Several recent studies have suggested that compounds known as endocrine-disrupting chemicals (EDCs) can promote obesity by serving as ligands for nuclear receptors, including the peroxisome proliferator-activated receptor γ (PPARγ) and the glucocorticoid receptor (GR). Thiazolidinedione insulin sensitizers, which act as ligands for PPARγ, also interact with and regulate the activity of the mitochondrial pyruvate carrier (MPC). We evaluated whether several EDCs might also affect MPC activity. Most of the EDCs evaluated did not acutely affect pyruvate metabolism. However, the putative endocrine disruptors tributyltin (TBT) and tolylfluanid (TF) acutely and markedly suppressed pyruvate metabolism in isolated mitochondria. Using mitochondria isolated from brown adipose tissue in mice with adipocyte-specific deletion of the MPC2 protein, we determined that the effect of TF on pyruvate metabolism required MPC2, whereas TBT did not. We attempted to determine whether the obesogenic effects of TF might involve MPC2 in adipose tissue. However, we were unable to replicate the published effects of TF on weight gain and adipose tissue gene expression in wild-type or fat-specific MPC2 knockout mice.

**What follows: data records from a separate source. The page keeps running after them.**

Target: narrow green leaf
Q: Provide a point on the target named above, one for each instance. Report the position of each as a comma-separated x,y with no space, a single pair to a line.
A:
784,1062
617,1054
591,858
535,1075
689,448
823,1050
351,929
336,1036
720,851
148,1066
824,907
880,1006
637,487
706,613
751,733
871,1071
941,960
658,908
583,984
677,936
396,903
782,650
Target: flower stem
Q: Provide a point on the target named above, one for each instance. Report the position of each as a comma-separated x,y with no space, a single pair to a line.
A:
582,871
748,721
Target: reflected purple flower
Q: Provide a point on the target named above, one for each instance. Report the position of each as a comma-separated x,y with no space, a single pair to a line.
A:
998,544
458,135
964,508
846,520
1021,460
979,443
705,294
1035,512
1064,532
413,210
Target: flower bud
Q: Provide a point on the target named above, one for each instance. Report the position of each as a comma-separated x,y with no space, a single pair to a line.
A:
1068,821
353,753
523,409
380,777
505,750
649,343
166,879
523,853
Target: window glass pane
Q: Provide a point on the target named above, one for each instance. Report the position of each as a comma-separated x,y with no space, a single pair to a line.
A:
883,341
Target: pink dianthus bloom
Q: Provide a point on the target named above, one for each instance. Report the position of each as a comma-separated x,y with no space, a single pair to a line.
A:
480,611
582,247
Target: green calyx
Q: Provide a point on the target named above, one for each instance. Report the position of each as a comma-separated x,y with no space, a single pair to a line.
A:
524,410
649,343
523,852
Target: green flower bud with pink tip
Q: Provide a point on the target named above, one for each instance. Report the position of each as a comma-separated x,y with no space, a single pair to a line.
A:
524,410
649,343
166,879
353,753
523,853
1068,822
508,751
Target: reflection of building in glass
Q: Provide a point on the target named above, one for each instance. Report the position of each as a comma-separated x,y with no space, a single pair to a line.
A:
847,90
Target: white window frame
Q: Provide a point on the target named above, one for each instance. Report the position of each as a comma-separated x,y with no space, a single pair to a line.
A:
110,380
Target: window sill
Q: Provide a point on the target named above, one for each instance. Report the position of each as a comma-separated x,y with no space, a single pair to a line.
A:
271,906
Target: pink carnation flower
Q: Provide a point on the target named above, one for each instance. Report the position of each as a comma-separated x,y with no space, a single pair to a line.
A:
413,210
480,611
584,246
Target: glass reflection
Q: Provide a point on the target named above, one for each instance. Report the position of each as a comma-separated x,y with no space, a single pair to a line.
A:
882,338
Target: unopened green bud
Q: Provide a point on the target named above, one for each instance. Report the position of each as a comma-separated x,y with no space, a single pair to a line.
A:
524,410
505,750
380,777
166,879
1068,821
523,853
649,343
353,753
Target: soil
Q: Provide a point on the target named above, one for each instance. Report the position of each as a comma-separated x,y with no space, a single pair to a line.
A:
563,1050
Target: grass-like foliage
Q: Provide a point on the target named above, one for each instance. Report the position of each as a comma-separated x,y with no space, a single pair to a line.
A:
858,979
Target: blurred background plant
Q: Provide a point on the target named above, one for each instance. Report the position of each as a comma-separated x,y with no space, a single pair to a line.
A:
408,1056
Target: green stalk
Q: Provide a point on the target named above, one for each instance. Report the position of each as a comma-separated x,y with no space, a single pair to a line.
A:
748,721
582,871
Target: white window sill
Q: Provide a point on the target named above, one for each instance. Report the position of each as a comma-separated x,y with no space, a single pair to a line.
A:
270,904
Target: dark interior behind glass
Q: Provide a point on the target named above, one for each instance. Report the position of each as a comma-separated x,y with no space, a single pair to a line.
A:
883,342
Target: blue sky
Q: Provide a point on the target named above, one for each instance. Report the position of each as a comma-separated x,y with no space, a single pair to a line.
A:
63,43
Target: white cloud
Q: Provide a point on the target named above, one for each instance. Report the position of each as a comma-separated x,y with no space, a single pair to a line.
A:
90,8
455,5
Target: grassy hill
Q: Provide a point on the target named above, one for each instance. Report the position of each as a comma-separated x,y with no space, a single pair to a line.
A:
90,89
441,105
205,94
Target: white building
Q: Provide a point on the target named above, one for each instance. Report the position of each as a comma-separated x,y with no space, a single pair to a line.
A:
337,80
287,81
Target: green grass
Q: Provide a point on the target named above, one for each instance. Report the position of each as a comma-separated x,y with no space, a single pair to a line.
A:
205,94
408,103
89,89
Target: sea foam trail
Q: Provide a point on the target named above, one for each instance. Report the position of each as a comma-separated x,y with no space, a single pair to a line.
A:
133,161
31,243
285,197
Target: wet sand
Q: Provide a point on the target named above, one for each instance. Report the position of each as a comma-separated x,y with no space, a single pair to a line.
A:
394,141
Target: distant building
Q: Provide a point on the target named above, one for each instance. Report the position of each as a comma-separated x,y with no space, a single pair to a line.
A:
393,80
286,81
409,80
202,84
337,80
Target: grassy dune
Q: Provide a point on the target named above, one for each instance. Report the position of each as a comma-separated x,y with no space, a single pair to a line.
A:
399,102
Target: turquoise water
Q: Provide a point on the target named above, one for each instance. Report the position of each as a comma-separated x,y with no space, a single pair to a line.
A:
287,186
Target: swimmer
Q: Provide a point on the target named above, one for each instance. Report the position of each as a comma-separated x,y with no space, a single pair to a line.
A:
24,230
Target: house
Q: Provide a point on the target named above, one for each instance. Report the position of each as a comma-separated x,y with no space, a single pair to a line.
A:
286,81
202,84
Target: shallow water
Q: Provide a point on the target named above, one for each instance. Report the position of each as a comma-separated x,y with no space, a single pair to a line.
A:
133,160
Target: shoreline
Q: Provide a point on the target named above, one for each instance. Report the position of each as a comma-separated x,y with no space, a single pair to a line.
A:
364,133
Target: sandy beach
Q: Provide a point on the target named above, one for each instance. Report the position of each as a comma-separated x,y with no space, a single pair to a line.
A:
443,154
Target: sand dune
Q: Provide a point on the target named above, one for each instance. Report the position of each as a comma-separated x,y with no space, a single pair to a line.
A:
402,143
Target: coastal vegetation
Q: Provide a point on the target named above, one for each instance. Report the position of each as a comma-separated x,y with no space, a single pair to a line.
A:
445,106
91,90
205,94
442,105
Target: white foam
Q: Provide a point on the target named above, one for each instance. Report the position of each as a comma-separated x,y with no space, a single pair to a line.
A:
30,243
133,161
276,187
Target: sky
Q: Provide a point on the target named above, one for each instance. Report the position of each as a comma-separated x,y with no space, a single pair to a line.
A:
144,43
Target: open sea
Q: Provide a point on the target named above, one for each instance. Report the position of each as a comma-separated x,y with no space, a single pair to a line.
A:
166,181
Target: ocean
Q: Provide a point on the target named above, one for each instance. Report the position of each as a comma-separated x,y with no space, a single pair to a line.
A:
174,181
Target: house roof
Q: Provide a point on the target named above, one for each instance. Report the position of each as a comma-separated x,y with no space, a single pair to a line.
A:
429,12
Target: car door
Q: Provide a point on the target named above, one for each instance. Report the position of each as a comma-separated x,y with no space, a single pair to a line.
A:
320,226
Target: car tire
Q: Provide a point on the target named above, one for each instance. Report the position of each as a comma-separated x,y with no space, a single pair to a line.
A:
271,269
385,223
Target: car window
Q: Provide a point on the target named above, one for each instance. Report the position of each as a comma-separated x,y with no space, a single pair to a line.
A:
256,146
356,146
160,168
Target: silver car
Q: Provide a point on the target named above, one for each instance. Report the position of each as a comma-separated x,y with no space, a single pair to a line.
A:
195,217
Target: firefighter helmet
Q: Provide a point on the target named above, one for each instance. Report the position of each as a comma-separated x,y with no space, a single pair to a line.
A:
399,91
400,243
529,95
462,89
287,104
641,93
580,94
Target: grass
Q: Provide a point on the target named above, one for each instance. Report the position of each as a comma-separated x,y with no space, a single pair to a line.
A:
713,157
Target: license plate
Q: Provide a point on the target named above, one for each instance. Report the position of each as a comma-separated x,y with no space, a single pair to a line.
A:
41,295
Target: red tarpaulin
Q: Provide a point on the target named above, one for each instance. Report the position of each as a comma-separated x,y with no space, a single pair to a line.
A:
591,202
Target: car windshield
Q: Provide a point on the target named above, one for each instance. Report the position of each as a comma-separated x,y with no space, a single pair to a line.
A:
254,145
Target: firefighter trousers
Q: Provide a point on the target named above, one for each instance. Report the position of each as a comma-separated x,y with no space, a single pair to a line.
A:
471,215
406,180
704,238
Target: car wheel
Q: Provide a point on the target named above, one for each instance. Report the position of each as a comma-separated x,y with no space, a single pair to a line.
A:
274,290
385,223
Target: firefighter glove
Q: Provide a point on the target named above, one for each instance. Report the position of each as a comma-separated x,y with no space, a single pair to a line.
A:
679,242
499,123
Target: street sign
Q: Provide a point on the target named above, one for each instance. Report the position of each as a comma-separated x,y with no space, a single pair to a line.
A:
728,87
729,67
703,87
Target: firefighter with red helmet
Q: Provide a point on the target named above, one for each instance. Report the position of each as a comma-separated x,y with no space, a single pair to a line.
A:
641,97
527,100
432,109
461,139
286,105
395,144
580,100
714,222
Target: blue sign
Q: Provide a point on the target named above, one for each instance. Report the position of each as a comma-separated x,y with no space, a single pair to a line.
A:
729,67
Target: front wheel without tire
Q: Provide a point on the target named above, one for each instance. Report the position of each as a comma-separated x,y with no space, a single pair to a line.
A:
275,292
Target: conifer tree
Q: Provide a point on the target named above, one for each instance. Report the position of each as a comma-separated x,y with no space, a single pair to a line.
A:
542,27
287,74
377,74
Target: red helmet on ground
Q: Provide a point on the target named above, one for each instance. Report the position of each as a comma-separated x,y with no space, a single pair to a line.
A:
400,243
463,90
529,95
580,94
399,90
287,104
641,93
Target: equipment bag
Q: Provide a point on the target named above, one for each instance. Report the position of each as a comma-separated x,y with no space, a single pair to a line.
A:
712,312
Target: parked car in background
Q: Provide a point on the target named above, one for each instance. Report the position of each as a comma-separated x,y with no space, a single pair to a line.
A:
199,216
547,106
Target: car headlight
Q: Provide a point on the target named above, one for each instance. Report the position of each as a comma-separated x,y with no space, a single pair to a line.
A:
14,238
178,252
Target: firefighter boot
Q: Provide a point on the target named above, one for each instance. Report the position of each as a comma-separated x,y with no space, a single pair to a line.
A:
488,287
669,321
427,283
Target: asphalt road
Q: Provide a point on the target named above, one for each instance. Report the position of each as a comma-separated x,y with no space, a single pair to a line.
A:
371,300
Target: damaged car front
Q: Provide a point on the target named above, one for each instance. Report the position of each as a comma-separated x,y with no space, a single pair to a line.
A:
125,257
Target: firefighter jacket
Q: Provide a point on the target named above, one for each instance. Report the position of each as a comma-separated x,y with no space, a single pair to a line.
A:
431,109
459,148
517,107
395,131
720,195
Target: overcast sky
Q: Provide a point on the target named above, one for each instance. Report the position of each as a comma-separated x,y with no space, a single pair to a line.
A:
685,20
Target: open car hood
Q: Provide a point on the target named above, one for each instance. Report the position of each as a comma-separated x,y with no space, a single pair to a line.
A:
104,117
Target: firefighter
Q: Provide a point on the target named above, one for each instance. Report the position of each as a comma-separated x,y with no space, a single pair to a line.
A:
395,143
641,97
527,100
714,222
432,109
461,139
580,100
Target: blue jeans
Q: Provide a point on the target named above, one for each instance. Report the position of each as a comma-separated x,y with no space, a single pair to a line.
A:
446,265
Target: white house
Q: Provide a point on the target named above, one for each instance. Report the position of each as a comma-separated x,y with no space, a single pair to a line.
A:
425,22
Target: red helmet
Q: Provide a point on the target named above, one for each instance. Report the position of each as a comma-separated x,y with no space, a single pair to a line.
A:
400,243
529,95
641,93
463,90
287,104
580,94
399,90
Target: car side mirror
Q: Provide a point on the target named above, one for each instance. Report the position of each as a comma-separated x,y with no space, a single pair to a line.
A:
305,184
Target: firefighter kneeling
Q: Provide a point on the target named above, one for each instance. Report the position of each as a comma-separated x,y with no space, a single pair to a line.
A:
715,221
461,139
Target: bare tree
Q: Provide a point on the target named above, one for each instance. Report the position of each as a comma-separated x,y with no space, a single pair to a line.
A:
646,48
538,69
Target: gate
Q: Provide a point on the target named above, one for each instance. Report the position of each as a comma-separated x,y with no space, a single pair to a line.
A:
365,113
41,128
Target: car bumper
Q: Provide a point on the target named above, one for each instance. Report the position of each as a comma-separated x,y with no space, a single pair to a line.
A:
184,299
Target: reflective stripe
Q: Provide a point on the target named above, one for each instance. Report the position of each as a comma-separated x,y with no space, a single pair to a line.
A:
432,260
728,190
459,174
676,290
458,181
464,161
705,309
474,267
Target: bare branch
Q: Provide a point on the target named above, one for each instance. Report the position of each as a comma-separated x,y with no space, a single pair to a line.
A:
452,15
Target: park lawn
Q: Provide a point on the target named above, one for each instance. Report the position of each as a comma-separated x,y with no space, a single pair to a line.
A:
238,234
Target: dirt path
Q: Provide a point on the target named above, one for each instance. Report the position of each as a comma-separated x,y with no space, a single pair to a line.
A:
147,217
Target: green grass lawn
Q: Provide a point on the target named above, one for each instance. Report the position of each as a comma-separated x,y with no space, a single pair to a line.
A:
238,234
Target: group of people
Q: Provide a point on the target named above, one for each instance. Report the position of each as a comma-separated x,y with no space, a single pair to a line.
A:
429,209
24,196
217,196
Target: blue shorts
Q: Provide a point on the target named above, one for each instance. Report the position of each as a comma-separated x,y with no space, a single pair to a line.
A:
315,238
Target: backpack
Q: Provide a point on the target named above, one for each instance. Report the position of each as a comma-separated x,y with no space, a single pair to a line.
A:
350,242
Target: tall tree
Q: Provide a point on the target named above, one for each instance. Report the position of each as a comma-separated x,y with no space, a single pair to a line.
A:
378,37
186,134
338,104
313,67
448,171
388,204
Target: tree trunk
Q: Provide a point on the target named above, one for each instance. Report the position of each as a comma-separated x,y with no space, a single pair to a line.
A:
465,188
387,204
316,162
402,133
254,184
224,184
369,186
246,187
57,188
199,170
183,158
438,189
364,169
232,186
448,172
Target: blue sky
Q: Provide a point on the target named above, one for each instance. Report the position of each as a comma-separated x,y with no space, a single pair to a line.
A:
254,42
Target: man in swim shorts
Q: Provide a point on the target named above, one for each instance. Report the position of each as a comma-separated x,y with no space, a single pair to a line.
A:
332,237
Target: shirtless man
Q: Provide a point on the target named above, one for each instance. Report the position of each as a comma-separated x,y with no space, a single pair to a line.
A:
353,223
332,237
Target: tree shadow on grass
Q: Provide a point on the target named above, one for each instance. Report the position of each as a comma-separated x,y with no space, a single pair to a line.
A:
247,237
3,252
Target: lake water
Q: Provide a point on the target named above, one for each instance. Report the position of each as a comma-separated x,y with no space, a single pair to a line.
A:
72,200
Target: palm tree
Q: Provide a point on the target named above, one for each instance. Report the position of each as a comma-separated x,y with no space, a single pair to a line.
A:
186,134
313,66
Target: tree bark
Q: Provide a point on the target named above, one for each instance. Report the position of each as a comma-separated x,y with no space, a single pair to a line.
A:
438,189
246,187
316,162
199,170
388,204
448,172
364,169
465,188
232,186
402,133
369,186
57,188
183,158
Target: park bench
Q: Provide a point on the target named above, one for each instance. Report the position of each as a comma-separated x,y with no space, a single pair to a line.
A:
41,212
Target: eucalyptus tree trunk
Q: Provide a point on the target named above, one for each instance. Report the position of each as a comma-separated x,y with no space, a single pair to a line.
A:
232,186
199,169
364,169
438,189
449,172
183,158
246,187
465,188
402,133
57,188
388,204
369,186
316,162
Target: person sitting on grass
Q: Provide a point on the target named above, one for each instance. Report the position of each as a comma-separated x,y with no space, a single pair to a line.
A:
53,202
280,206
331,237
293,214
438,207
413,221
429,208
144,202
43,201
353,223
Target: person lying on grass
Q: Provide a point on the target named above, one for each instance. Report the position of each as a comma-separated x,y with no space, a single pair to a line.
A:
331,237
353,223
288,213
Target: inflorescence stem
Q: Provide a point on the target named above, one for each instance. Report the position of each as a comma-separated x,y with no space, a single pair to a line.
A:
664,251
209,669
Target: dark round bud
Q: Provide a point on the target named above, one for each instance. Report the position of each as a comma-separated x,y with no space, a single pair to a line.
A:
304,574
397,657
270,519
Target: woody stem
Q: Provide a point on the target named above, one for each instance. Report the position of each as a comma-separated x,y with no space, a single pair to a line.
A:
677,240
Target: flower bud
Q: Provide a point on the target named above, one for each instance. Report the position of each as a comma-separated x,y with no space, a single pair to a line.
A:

Treatment with TF modestly enhanced adipogenic gene expression in vitro but had no effect on GR activation or phosphorylation in cultured cells. These data suggest that TF may affect mitochondrial pyruvate metabolism via the MPC complex but also call into question whether this compound affects GR activity and is obesogenic in mice.

Glucocorticoid receptor action in metabolic and neuronal function.

Glucocorticoids via the glucocorticoid receptor (GR) have effects on a variety of cell types, eliciting important physiological responses via changes in gene expression and signaling. Although decades of research have illuminated the mechanism of how this important steroid receptor controls gene expression using in vitro and cell culture-based approaches, how GR responds to changes in external signals in vivo under normal and pathological conditions remains elusive. The goal of this review is to highlight recent work on GR action in fat cells and liver to affect metabolism in vivo and the role GR ligands and receptor phosphorylation play in calibrating signaling outputs by GR in the brain in health and disease. We also suggest that both the brain and fat tissue communicate to affect physiology and behavior and that understanding this "brain-fat axis" will enable a more complete understanding of metabolic diseases and inform new ways to target them.